Quantifies the amount of shared information between two clusterings, normalized to ensure comparability.

silhouette_score

embedding

Evaluates how well-separated clusters are in an embedding space. Higher scores indicate better-defined clusters.

entropy_per_cell

integration

Assesses the mixing of batch labels at the single-cell level. Higher entropy indicates better integration.

batch_silhouette

integration

Combines silhouette scoring with batch information to evaluate clustering quality while accounting for batch effects.

mean_squared_error

perturbation

Calculates the average squared difference between predicted and true values, indicating prediction accuracy.

r2_score

perturbation

Measures the proportion of variance in true values explained by predictions. Higher values indicate better predictions.

jaccard

perturbation

Computes the similarity between predicted and true sets of top differentially expressed (DE) genes.

mean_fold_accuracy

label_prediction

Average accuracy across k-fold cross-validation splits, indicating overall classification performance.

mean_fold_f1

label_prediction

Average F1 score across folds, balancing precision and recall for classification tasks.

mean_fold_precision

label_prediction

Average precision across folds, reflecting the proportion of true positives among predicted positives.

mean_fold_recall

label_prediction

Average recall across folds, indicating the proportion of true positives correctly identified.

mean_fold_auroc

label_prediction

Average area under the ROC curve across folds, measuring the ability to distinguish between classes.

How to Compute a Metric

Use metrics_registry.compute() inside your task’s _compute_metrics() method:

from czbenchmarks.metrics.types import MetricType, metrics_registry

value = metrics_registry.compute(
    MetricType.ADJUSTED_RAND_INDEX,
    labels_true=true_labels,
    labels_pred=predicted_labels,
)

# Wrap in a result object
from czbenchmarks.metrics.types import MetricResult
result = MetricResult(metric_type=MetricType.ADJUSTED_RAND_INDEX, value=value)

Adding a Custom Metric

To add a new metric to the registry:

  1. Add a new member to the enum:
    Edit MetricType in czbenchmarks/metrics/types.py:

    class MetricType(Enum):
        ...
        MY_CUSTOM_METRIC = "my_custom_metric"
    
  2. Define the metric function:

    def my_custom_metric(y_true, y_pred):
        # return a float value
        return float(...)
    
  3. Register it in the registry:
    Add to czbenchmarks/metrics/implementations.py:

    metrics_registry.register(
        MetricType.MY_CUSTOM_METRIC,
        func=my_custom_metric,
        required_args={"y_true", "y_pred"},
        default_params={"normalize": True},
        description="Description of your custom metric",
        tags={"my_category"},
    )
    
  4. Use in your task or CLI:
    Now the metric is available for any task to compute.

Using Metric Tags

You can list metrics by category using tags:

metrics_registry.list_metrics(tags={"clustering"})  # returns a set of MetricType

Best Practices

When implementing or using metrics, follow these guidelines to ensure consistency and reliability:

  1. Type Safety: Always use the MetricType enum instead of string literals to refer to metrics. This ensures type safety and avoids errors due to typos.

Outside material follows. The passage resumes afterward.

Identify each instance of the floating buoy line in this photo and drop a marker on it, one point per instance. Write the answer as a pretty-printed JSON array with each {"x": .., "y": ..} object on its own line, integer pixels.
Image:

  2. Pure Functions: Metrics should be pure functions, meaning they must not have side effects. This ensures reproducibility and consistency across computations.

  3. Return Types: All metric functions must return a float value to maintain uniformity in results.

  4. Validation:

    • Validate inputs manually within your metric function if there are strict assumptions about input shapes or types.

    • Include required argument validation to ensure the metric function is called with the correct parameters.

  5. Default Parameters: Use default_params only for optional keyword arguments. Avoid using them for required arguments.

  6. Tags: Assign appropriate tags to metrics for categorization. Tags help in filtering and organizing metrics by their use cases (e.g., clustering, embedding, label_prediction).

  7. Documentation:

    • Provide a short and clear description for each metric to explain its purpose and usage.

    • Document all parameters and their expected types or shapes to guide users effectively.